L’étude s’articule en trois parties.

La première partie pose le cadre de référence en explicitant :

  • les principaux polluants problématiques,
  • les types de pollutions à examiner,
  • les liens entre pollution et méthodes de culture,
  • les liens entre pollution et types de légumes.

La partie suivante aborde la gestion des pollutions en agriculture urbaine, en distinguant prévention et traitement. Sont également présentés les seuils de tolérance européens et les coûts de détection et de mesures.

La dernière partie compile les conclusions et recommandations de l’auteur (voir résultats ci-dessous).

L’étude est enrichie par une bibliographie et une série d’annexes.

 

 

 

Résultats

Les conclusions globales de l’étude nous disent ceci : « La pollution urbaine a bien des conséquences sur la qualité des légumes et fruits qui y sont cultivés, et donc sur la santé en l’absence de précautions. De l’avis des experts consultés, cette pollution est toutefois maîtrisable et à relativiser. »

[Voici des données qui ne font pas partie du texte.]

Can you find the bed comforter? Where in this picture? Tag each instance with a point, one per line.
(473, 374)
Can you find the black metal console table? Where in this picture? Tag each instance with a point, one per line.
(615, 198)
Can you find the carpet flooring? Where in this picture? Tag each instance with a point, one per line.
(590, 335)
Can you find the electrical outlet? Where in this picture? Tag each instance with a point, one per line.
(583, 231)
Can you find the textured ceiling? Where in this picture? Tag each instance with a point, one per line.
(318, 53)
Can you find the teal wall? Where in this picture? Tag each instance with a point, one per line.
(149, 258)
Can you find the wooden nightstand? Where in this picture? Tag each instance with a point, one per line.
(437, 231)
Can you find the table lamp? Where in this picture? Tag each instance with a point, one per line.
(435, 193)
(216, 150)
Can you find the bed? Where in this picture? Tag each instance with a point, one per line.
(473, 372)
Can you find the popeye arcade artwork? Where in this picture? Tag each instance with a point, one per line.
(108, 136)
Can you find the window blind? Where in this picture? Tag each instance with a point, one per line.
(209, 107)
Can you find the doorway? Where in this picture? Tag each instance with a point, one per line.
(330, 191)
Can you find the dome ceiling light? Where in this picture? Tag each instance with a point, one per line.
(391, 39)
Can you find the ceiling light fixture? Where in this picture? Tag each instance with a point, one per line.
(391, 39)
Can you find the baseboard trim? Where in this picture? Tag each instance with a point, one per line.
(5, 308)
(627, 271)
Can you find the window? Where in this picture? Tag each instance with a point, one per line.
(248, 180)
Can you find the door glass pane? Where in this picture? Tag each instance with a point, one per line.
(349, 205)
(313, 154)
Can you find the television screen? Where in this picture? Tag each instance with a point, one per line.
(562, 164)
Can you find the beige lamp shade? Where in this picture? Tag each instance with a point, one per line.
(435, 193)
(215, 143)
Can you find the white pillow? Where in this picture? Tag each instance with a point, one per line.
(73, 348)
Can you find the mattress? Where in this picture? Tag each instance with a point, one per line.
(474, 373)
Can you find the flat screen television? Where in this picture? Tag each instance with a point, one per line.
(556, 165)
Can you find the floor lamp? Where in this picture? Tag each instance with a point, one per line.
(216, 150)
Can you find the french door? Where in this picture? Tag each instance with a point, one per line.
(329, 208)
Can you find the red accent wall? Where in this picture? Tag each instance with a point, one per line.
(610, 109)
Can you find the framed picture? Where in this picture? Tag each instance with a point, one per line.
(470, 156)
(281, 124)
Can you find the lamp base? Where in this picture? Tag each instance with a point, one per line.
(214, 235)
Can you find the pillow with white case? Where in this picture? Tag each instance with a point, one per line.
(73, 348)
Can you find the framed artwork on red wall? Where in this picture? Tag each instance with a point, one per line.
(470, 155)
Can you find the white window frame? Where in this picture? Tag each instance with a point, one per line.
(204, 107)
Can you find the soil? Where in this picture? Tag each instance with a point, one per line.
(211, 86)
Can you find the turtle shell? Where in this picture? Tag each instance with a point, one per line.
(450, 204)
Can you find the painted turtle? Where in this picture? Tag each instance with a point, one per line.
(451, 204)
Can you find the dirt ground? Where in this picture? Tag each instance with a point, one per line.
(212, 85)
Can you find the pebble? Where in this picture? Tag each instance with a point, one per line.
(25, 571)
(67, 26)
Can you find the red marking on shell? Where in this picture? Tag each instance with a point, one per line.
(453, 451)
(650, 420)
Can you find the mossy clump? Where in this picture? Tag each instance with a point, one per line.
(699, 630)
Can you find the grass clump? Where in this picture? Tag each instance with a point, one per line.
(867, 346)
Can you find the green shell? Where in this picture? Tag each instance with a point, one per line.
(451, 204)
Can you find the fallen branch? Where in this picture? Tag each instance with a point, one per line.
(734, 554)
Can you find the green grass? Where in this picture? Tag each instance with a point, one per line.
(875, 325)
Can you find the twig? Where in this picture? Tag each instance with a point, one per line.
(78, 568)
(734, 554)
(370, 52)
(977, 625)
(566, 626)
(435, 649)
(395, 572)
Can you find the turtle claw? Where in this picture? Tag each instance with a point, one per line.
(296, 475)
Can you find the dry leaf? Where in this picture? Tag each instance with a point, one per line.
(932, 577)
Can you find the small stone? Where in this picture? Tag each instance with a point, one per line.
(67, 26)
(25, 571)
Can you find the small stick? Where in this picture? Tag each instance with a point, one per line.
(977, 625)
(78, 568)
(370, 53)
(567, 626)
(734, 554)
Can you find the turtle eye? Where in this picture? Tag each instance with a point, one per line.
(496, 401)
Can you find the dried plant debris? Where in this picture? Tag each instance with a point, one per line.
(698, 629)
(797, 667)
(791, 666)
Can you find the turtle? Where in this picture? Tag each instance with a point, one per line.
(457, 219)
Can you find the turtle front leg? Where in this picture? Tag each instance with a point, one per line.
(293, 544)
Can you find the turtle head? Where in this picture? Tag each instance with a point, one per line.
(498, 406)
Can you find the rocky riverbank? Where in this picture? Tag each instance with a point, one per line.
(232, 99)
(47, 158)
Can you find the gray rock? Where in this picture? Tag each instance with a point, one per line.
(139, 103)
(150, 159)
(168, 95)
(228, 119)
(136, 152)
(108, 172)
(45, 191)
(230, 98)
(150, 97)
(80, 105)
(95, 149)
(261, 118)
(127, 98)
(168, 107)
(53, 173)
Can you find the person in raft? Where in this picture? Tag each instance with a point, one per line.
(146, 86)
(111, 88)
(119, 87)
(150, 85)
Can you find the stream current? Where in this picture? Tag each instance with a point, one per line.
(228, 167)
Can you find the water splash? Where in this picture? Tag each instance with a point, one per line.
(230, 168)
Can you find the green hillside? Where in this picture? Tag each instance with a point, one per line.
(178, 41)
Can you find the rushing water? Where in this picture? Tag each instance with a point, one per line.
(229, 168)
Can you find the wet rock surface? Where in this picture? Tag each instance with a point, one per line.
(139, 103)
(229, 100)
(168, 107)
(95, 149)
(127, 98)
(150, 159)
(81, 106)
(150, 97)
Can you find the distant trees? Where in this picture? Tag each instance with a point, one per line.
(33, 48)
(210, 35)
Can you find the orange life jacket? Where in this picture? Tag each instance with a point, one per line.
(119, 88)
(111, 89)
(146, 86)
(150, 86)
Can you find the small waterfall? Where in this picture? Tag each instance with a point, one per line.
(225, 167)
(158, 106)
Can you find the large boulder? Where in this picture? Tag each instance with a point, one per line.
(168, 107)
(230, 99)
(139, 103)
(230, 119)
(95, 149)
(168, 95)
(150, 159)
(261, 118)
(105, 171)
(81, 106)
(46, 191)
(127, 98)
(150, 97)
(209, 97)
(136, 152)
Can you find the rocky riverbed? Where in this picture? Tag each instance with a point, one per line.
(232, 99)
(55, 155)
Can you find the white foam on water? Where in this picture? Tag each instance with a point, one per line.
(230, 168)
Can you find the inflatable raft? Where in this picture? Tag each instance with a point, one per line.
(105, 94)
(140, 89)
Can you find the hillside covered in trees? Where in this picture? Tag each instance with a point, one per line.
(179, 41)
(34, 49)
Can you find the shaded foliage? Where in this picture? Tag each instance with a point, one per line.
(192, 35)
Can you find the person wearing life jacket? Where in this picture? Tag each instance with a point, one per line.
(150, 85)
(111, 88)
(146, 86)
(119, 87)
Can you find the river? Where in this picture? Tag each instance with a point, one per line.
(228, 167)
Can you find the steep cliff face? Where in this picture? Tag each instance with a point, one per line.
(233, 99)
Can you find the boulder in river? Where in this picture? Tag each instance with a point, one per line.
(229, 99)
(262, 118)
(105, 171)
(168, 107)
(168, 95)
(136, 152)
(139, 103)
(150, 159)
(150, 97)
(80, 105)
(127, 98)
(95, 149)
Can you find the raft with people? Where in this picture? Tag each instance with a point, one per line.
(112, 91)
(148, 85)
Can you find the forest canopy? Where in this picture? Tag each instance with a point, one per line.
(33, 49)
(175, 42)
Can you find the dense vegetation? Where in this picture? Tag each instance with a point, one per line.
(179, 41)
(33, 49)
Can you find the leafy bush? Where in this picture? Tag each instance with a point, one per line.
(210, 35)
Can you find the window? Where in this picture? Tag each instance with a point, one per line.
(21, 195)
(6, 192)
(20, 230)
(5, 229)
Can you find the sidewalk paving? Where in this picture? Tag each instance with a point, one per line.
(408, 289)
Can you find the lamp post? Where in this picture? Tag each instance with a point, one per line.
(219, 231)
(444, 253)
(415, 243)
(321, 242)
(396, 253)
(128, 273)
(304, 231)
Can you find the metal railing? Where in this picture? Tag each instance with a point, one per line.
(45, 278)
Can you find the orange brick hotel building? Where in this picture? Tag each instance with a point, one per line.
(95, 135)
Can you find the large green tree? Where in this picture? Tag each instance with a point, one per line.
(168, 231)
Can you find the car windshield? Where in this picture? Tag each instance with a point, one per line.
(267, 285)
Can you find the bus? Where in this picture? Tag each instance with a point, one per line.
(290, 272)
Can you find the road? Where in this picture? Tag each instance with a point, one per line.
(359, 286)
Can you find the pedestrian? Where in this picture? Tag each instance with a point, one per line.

Maîtrisable parce que le principal polluant en agriculture urbaine est le plomb. Or, sa présence dans l’air est en forte diminution depuis son interdiction dans les carburants et il peut être détecté et neutralisé ou nettoyé quand il se trouve dans les sols. Maîtrisable aussi, parce que les principaux autres polluants sont organiques et peuvent également être nettoyés ou se décomposent dans les sols avec le temps sous l’activité des microorganismes notamment.

Un facteur incite par ailleurs l’auteur à relativiser la question : le risque de contamination quotidienne des citoyens bruxellois est avant tout dû à l’inhalation de polluants et de poussières plutôt qu’à l’ingestion de fruits et légumes ;

Si l’étude tend à être positive et rassurante, elle soulève toutefois aussi des points d’attention :

  • certains métaux lourds sont encore peu étudiés (mercure, manganèse, etc.),
  • les résidus d’antibiotiques et d’autres médicaments présents dans l’eau peuvent également poser problème en agriculture urbaine,
  • certains contaminants ne sont pas recherchés lors des analyses,
  • les synergies entre contaminants sont encore mal connues,
  • les connaissances sur les taux de transfert des contaminants du sol à la plante sont encore lacunaires.

Sur la base de ces conclusions, l’auteur propose une série de recommandations :

  • à destination des maraîchers et jardiniers amateurs, par exemple le lavage systématique des productions,
  • à l’égard des pouvoirs publics sur les mesures collectives à prendre, telles que le développement des procédures d’analyse et de dépollution des sols, la mise en place de réglementations strictes sur l’utilisation des pesticides, etc.